Embed images and sentences into fixed-length vectors via CLIP
Project description
Embed images and sentences into fixed-length vectors with CLIP
CLIP-as-service is a low-latency high-scalability service for embedding images and text. It can be easily integrated as a microservice into neural search solutions.
⚡ Fast: Serve CLIP models with ONNX runtime and PyTorch JIT with 800QPS[*]. Non-blocking duplex streaming on requests and responses, designed for large data and long-running tasks.
🫐 Elastic: Horizontally scale up and down multiple CLIP models on single GPU, with automatic load balancing.
🐥 Easy-to-use: No learning curve, minimalist design on client and server. Intuitive and consistent API for image and sentence embedding.
👒 Modern: Async client support. Easily switch between gRPC, HTTP, WebSocket protocols with TLS and compression.
🍱 Integration: Smooth integration with neural search ecosystem including Jina and DocArray. Build cross-modal and multi-modal solutions in no time.
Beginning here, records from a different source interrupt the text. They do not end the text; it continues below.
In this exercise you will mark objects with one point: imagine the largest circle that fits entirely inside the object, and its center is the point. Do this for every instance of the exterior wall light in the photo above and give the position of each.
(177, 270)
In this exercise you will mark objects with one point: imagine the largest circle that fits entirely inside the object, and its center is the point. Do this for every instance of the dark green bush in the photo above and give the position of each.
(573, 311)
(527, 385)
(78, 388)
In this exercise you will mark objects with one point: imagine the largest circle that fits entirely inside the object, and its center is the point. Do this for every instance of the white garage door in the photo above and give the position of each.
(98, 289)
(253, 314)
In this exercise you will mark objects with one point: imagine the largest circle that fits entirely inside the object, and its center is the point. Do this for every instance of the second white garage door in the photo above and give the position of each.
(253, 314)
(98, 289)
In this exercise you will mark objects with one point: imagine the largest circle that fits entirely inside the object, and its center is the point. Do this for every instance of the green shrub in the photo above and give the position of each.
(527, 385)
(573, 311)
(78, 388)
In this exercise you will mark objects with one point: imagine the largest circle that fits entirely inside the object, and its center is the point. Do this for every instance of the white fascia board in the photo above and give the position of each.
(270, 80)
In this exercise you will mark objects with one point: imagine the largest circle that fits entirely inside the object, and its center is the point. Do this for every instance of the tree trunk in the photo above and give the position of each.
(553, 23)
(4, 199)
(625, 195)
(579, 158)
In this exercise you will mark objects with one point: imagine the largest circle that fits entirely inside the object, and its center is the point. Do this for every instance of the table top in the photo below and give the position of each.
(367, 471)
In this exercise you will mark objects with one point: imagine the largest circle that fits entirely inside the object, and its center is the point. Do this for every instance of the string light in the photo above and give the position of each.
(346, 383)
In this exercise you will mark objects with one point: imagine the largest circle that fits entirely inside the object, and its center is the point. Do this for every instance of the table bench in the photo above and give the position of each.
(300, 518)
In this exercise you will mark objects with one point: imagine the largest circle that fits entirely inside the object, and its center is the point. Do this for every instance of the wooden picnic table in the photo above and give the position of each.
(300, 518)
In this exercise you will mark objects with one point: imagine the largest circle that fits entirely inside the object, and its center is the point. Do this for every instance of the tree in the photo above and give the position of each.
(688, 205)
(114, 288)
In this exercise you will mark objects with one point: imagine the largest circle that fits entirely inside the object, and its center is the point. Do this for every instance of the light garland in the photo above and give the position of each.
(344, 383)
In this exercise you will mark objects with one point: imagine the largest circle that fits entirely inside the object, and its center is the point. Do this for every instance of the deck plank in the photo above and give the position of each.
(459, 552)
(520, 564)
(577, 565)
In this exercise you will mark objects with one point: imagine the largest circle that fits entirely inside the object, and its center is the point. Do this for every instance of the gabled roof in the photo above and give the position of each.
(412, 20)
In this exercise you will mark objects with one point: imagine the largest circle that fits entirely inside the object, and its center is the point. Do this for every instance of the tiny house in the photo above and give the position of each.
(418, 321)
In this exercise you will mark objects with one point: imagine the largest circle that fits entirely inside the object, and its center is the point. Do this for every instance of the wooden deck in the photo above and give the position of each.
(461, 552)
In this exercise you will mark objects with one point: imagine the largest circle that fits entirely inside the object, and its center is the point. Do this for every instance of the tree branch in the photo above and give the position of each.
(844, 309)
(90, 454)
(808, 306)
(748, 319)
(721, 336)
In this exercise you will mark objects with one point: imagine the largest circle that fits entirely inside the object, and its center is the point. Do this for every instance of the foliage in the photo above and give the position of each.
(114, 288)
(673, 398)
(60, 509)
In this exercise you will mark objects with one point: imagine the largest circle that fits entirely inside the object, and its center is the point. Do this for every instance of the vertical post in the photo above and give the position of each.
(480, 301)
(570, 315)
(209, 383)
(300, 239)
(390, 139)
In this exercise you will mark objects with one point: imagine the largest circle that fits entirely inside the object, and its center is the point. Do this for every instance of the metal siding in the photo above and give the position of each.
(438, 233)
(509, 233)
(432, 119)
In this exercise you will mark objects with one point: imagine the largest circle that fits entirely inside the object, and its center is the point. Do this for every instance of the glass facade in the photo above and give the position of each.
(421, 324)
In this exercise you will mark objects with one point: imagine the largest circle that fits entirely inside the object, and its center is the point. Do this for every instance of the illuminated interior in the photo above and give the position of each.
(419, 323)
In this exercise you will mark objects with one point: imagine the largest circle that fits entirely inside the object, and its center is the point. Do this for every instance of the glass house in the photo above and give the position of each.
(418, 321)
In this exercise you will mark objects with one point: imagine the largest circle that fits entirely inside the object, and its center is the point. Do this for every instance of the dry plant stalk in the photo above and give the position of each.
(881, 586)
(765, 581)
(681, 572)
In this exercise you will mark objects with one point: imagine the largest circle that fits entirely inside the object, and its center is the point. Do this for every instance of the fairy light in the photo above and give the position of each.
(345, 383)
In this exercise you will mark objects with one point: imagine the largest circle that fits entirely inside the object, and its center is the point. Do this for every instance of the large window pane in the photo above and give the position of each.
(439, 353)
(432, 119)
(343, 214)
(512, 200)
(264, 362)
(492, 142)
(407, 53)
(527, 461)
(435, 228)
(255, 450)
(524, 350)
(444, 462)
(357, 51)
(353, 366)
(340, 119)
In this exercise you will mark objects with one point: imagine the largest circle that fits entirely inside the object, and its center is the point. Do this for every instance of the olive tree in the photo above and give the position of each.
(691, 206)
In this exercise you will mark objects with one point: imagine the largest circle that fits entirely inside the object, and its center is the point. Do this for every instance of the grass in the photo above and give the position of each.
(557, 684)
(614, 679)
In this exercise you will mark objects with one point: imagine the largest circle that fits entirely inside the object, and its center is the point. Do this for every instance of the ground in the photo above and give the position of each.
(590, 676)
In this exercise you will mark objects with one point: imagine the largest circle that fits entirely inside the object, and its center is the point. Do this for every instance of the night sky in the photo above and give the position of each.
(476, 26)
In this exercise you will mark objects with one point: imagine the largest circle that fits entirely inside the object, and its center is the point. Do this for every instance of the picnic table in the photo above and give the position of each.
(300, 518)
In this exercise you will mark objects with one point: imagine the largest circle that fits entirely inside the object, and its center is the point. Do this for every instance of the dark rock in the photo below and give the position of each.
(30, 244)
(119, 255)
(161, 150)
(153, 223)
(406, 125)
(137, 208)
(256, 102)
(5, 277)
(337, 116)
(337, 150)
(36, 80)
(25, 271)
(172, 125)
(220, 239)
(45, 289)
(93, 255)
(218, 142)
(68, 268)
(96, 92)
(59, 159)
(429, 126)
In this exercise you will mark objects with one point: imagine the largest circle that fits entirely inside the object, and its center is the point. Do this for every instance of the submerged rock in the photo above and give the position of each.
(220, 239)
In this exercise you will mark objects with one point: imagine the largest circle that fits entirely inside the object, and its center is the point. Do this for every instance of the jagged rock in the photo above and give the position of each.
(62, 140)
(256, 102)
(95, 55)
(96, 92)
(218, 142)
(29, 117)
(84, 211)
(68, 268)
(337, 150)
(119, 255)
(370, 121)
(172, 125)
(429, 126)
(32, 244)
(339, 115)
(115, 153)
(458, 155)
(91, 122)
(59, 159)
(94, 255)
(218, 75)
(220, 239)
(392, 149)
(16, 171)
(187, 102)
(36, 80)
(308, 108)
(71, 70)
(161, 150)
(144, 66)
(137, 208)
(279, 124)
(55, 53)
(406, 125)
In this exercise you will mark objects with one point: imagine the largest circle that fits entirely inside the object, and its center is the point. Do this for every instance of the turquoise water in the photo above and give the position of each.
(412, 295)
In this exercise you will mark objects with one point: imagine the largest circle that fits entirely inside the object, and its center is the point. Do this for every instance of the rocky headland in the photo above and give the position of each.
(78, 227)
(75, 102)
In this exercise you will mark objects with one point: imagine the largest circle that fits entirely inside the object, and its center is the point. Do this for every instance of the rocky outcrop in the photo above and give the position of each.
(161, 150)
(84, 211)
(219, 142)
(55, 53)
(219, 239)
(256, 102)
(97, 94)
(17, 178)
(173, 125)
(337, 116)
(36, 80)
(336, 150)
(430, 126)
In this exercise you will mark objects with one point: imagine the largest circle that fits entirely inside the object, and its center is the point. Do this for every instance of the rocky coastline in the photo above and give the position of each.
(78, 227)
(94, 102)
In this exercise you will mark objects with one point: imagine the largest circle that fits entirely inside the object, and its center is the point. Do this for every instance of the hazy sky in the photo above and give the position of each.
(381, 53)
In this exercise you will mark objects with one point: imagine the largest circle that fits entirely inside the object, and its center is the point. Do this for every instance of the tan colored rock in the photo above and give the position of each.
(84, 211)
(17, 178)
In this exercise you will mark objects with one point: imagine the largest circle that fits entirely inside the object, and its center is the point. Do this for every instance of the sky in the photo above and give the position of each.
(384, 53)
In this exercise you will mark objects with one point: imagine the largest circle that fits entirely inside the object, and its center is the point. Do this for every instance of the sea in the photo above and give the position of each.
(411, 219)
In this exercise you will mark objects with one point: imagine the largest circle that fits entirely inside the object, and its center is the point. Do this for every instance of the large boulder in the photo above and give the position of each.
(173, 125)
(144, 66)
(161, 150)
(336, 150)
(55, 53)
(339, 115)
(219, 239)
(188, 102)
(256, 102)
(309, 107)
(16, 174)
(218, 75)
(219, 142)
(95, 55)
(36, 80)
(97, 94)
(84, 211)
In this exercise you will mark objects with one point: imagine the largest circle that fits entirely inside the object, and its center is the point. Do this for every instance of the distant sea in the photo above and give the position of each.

[*] with default config (single replica, PyTorch no JIT) on GeForce RTX 3090.
Try it!
curl -X POST http://demo-cas.jina.ai:51001/post -H 'Content-Type: application/json' \
-d '{"data":[{"text": "hello, world!"}, {"uri": "https://clip-as-service.jina.ai/_static/favicon.png" }], "execEndpoint":"/"}'
Documentation
Install
CLIP-as-service consists of two Python packages clip-server
and clip-client
that can be installed independently. Both require Python 3.7+.
Install server
pip install clip-server
To run CLIP model via ONNX (default is via PyTorch):
pip install "clip-server[onnx]"
Install client
pip install clip-client
Quick check
You can run a simple connectivity check after install.
C/S | Command | Expect output |
---|---|---|
Server |
python -m clip_server
|
|
Client |
from clip_client import Client
c = Client('grpc://0.0.0.0:23456')
c.profile()
|
You can change 0.0.0.0
to the intranet or public IP address to test the connectivity over private and public network.
Demo server
We provide a demo server for you to play with:
from clip_client import Client
c = Client('grpc://demo-cas.jina.ai:51000')
print(c.encode(['First do it', 'then do it right', 'then do it better']))
Get Started
Basic usage
- Start the server:
python -m clip_server
. Remember its address and port. - Create a client:
from clip_client import Client c = Client('grpc://87.105.159.191:51000')
- To get sentence embedding:
r = c.encode(['First do it', 'then do it right', 'then do it better']) print(r.shape) # [3, 512]
- To get image embedding:
r = c.encode(['apple.png', # local image 'https://clip-as-service.jina.ai/_static/favicon.png', # remote image 'data:image/gif;base64,R0lGODlhEAAQAMQAAORHHOVSKudfOulrSOp3WOyDZu6QdvCchPGolfO0o/XBs/fNwfjZ0frl3/zy7////wAAAAAAAAAAAAAAAAAAAAAAAAAAAAAAAAAAAAAAAAAAAAAAAAAAAAAAAAAAAAAAACH5BAkAABAALAAAAAAQABAAAAVVICSOZGlCQAosJ6mu7fiyZeKqNKToQGDsM8hBADgUXoGAiqhSvp5QAnQKGIgUhwFUYLCVDFCrKUE1lBavAViFIDlTImbKC5Gm2hB0SlBCBMQiB0UjIQA7']) # in image URI print(r.shape) # [3, 512]
More comprehensive server and client user guides can be found in the docs.
Text-to-image cross-modal search in 10 lines
Let's build a text-to-image search using CLIP-as-service. Namely, a user can input a sentence and the program returns matching images. We'll use the Totally Looks Like dataset and DocArray package. Note that DocArray is included within clip-client
as an upstream dependency, so you don't need to install it separately.
Load images
First we load images. You can simply pull them from Jina Cloud:
from docarray import DocumentArray
da = DocumentArray.pull('ttl-original', show_progress=True, local_cache=True)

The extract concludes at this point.